I would think that wading and lure fishing would be the rave down there. 

And what about fly fishing for bonefish?


----------



## FL FISHERMAN (Sep 30, 2002)

Any one from FL would have to admit that FL doesn't really take care of the surf fisherman especially at night. I am not talking about piers but true surf fisherman. It is almost as bad there as it is in VA. I would say everything there is mostly geared for boats b/c that is where the real $$ is. If you don't own a boat and live in FL you ain't nobody. So they say.


----------



## catman (May 28, 2001)

Av8tor, come on back to THE LAND OF PLEASANT LIVING . ,steamed crabs, fired soft crabs, Maryland tomatoes and fies w/vinegar, and the fishing is great.

FL FISHERMAN you sure get around.
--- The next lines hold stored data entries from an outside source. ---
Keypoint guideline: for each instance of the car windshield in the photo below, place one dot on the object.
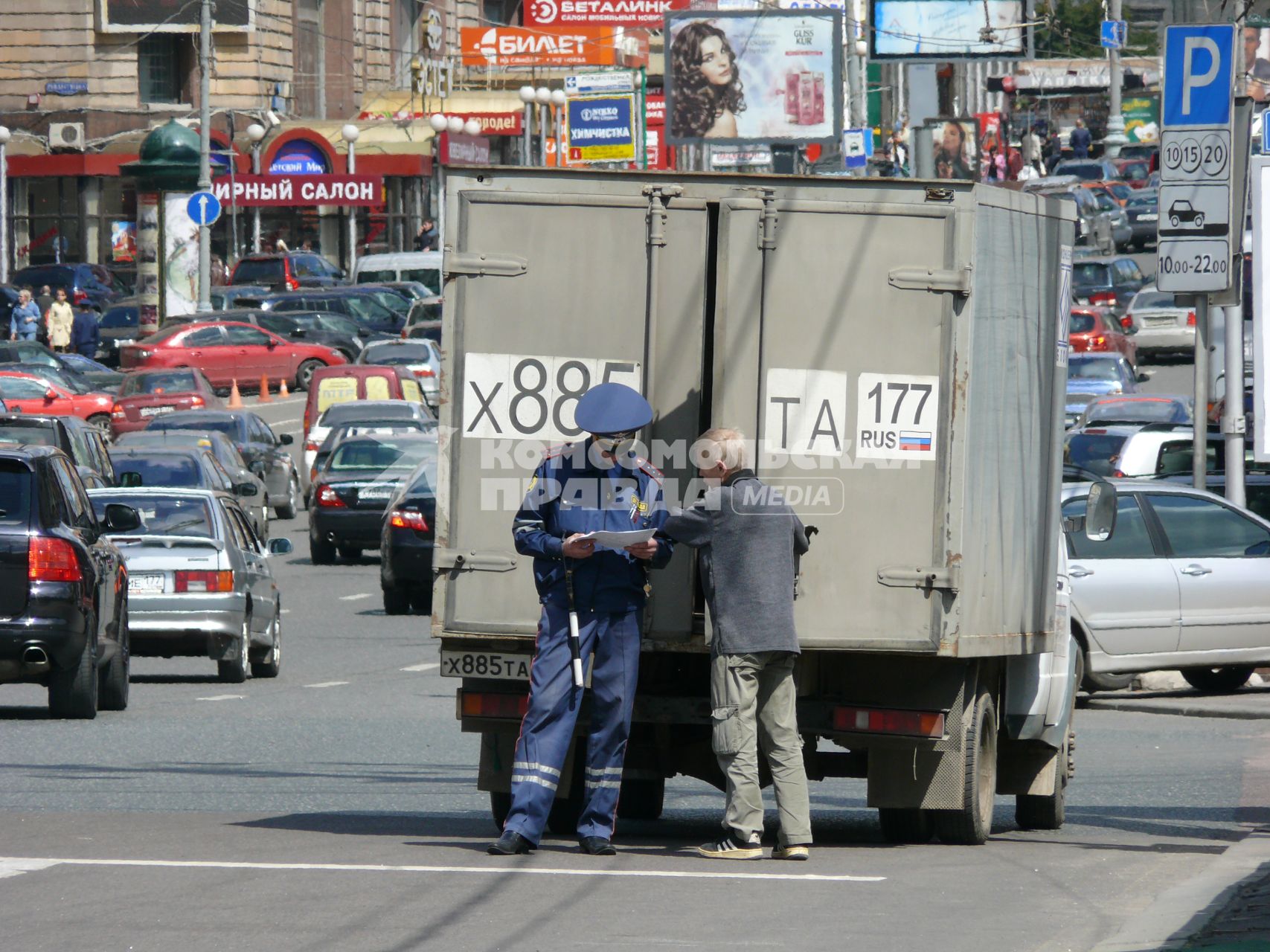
(161, 515)
(159, 470)
(163, 382)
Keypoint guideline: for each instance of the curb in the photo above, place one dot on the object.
(1183, 910)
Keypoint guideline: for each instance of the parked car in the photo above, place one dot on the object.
(64, 607)
(353, 492)
(84, 283)
(287, 271)
(149, 393)
(1109, 282)
(1183, 583)
(264, 452)
(25, 393)
(229, 353)
(1161, 325)
(407, 540)
(418, 357)
(1094, 330)
(199, 582)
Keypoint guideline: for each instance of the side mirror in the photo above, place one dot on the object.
(121, 518)
(1100, 510)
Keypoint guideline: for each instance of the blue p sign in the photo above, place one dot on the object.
(1199, 75)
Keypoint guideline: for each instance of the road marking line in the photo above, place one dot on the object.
(479, 869)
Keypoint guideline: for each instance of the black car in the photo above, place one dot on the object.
(80, 441)
(263, 451)
(353, 490)
(64, 612)
(405, 542)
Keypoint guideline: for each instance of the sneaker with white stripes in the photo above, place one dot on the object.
(728, 847)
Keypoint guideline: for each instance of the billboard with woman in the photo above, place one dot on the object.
(754, 77)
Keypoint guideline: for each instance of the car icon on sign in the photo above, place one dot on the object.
(1183, 212)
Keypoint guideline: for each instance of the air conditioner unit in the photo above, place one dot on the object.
(66, 135)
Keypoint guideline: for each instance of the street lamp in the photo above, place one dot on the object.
(255, 132)
(350, 135)
(4, 205)
(527, 97)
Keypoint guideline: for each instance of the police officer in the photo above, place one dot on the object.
(580, 488)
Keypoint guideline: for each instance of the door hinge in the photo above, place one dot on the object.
(470, 562)
(917, 278)
(901, 576)
(472, 263)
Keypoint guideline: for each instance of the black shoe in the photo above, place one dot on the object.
(511, 843)
(596, 846)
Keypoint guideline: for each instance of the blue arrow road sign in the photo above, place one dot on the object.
(203, 208)
(1199, 75)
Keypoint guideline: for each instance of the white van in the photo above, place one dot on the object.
(423, 267)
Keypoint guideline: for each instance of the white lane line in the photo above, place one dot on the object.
(478, 869)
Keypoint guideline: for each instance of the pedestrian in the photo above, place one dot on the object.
(749, 541)
(86, 335)
(1080, 140)
(60, 321)
(580, 488)
(25, 319)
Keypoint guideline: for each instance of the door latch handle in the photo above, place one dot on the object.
(1196, 570)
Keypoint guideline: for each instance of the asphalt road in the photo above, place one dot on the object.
(336, 809)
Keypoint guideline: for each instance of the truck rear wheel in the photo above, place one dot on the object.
(972, 824)
(905, 826)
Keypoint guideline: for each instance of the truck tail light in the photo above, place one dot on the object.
(408, 519)
(329, 498)
(867, 720)
(508, 706)
(205, 582)
(51, 559)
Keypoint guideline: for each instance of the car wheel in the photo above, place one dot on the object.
(271, 663)
(73, 693)
(112, 689)
(292, 504)
(305, 373)
(234, 670)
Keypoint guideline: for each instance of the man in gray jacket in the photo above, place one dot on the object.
(748, 541)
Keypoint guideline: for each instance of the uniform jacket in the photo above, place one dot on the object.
(569, 494)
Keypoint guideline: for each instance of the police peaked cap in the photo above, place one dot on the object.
(612, 408)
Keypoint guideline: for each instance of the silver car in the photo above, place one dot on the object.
(199, 582)
(1183, 583)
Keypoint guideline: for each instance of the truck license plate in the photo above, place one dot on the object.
(484, 664)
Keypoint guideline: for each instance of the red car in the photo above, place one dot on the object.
(230, 352)
(1094, 329)
(25, 393)
(147, 393)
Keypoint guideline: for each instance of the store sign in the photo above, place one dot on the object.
(267, 190)
(463, 150)
(601, 129)
(600, 13)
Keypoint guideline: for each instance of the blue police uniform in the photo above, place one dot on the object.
(571, 493)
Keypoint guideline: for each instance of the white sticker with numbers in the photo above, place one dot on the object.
(520, 396)
(897, 416)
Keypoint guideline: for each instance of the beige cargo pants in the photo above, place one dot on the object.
(754, 700)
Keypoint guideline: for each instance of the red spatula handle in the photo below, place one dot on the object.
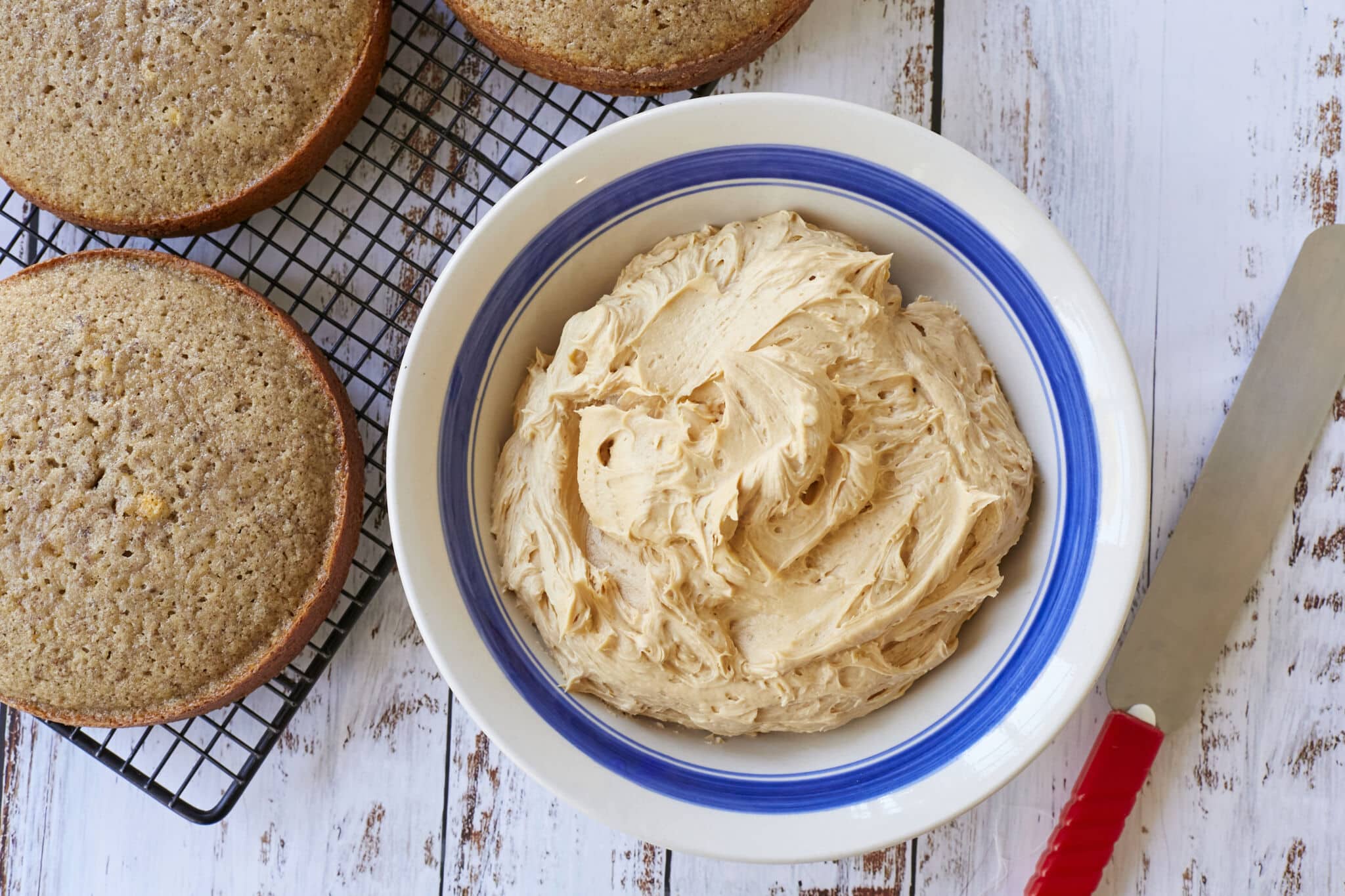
(1095, 815)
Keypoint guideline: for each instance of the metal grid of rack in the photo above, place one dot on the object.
(351, 255)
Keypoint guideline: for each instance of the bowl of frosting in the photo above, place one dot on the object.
(768, 477)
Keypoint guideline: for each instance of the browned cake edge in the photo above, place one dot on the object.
(341, 553)
(615, 81)
(283, 181)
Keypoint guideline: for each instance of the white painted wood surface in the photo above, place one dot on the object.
(1185, 148)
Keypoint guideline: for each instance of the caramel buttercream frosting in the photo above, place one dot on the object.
(751, 492)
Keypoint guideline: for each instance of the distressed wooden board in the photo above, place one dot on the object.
(1251, 164)
(512, 834)
(1185, 165)
(1195, 191)
(353, 797)
(1063, 100)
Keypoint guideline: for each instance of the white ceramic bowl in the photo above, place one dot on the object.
(961, 234)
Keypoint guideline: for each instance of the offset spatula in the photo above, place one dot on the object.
(1211, 562)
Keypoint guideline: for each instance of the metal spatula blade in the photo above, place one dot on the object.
(1211, 562)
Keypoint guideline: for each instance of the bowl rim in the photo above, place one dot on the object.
(1125, 413)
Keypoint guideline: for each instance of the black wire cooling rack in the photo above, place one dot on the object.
(351, 255)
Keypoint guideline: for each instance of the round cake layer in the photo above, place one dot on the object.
(615, 46)
(181, 488)
(179, 117)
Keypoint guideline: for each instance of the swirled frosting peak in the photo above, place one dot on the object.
(752, 492)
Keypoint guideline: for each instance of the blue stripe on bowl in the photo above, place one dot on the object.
(1078, 482)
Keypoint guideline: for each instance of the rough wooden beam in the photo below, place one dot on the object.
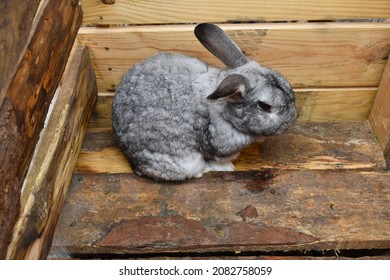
(236, 211)
(182, 11)
(24, 108)
(380, 114)
(15, 25)
(316, 146)
(49, 176)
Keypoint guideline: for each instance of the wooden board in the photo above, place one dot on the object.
(15, 25)
(52, 166)
(182, 11)
(237, 211)
(380, 114)
(24, 108)
(317, 146)
(308, 54)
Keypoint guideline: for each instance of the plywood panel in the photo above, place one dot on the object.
(182, 11)
(309, 55)
(24, 108)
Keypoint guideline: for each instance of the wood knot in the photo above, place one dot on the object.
(248, 212)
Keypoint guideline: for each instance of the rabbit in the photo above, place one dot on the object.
(176, 117)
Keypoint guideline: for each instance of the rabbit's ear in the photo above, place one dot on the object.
(231, 89)
(219, 44)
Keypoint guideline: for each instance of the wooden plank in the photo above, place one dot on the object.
(313, 105)
(316, 146)
(15, 25)
(26, 102)
(51, 170)
(380, 114)
(182, 11)
(308, 54)
(233, 211)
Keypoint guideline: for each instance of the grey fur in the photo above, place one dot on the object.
(170, 130)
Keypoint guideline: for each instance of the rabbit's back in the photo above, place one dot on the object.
(159, 108)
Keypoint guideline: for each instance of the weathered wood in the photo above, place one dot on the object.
(123, 213)
(51, 170)
(317, 146)
(26, 102)
(182, 11)
(308, 54)
(380, 114)
(15, 25)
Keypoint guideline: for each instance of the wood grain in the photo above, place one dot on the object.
(295, 210)
(315, 146)
(52, 167)
(15, 26)
(380, 114)
(308, 54)
(27, 100)
(182, 11)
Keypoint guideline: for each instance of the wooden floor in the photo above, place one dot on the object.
(321, 186)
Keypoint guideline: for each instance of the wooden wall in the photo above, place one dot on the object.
(37, 37)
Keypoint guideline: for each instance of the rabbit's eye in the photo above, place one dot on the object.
(264, 106)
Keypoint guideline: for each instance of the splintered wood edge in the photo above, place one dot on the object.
(51, 170)
(23, 110)
(227, 211)
(380, 114)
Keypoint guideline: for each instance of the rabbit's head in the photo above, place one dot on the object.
(257, 100)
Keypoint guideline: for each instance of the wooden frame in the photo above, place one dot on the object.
(321, 186)
(26, 100)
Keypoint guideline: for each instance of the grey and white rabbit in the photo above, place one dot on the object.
(175, 117)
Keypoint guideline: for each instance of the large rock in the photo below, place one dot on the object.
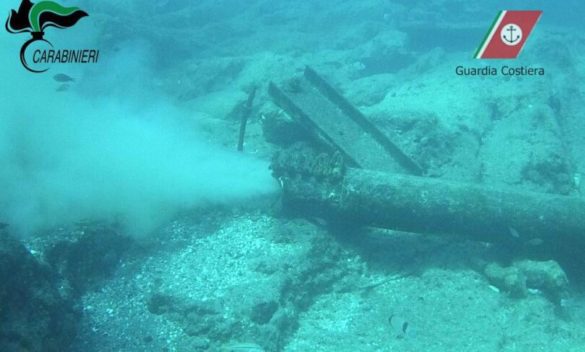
(35, 315)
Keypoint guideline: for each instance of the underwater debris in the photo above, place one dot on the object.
(427, 205)
(244, 118)
(61, 77)
(63, 88)
(340, 126)
(241, 347)
(400, 326)
(525, 276)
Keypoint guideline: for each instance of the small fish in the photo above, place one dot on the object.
(399, 326)
(61, 77)
(514, 232)
(62, 88)
(241, 347)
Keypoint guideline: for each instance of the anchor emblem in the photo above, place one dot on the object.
(511, 34)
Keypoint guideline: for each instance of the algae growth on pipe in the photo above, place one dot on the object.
(427, 205)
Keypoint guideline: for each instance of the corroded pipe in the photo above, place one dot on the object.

Not getting homesick are you?

Catman.


----------



## FL FISHERMAN (Sep 30, 2002)

Oh Catman, You know my heart still lies in FL


----------



## Av8tor (Nov 9, 2002)

Catman, you make me hungry for Thrashers Fries with that "fies w/vinegar" comment!

I think I'm coming back for a few weeks, just didn't tell the wife that a few weeks might turn into a few years 

George


----------



## soapfish (Aug 15, 2001)

Hello Av8tor,
The state of secure recreational fun in Florida is a pretty sad affair when it comes to fishing on the beach at night.
My family moved to a little town called Boca Raton, on the S.E. coast, in 1956. The population at that time was approximately four thousand. The only crime was an occasional bar fight or some husband or wife pounding the soup out of each other.
I was ten years old then and fishing was about the only thing there was to do. It was very common to fish and sleep on the beach all night. We would build a large fire and cook any thing we caught. This was done without any regard to the location or security.
By the time I joined the Boca Raton police department in 1970 felonious assault, rape, attempted murder, and grand larceny was very common in the areas I use to fish as a kid. I can only imagine what demonic beings roam those beaches at night now.
Just from my own personal experience there is a lot to be positivley said for the De., Md., and Va. DNR's efforts on the whole considering the populations in these Mid-Atlantic states.
This doesn't make matters any better but I've always believed that fore-warned is fore-armed.

Soapfish


----------